A rare complication of acoustic neuroma surgery is the possibility of a stroke due to damage to major blood vessels in the brain. Fortunately, current microsurgical techniques take great care to preserve all major blood vessels encountered during the removal of the tumor, making a stroke quite rare. However any significant changes in thought processes or neurological functioning should be immediately reported to physicians.

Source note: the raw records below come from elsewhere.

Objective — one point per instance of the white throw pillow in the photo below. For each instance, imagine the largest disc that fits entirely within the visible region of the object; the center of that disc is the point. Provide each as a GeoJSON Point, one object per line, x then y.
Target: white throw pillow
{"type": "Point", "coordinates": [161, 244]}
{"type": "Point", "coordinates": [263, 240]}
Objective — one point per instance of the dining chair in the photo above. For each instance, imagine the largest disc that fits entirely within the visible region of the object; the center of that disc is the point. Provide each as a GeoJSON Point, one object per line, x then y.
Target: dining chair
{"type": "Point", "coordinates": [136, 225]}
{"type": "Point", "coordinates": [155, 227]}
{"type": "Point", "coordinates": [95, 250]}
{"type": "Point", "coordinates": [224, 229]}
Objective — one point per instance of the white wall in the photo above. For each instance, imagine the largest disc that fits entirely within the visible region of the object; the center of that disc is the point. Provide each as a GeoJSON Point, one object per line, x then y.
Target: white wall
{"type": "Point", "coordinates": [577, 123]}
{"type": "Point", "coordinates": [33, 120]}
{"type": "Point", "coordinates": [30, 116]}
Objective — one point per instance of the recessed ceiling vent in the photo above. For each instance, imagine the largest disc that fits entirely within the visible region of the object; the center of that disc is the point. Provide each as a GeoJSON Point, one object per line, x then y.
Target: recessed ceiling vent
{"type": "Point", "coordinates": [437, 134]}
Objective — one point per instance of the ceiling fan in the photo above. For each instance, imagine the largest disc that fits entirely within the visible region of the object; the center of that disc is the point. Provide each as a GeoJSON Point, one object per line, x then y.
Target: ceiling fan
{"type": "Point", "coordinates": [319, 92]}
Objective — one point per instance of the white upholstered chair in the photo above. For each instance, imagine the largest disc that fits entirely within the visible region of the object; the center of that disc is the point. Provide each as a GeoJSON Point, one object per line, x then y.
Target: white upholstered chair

It is not uncommon to experience dry mouth and taste disturbance for a few weeks following surgery. In some cases the duration is prolonged. If swallowing becomes a problem, a speech pathologist, nurse or occupational therapist can provide exercises to help move food down your throat.
Tinnitus is a common presenting symptom of acoustic neuroma. There is no cure and it can impact quality of life, but many patients learn to live with it. Tinnitus is the official name for that noise produced in the inner ear, such as ringing, buzzing, roaring, clicking, etc.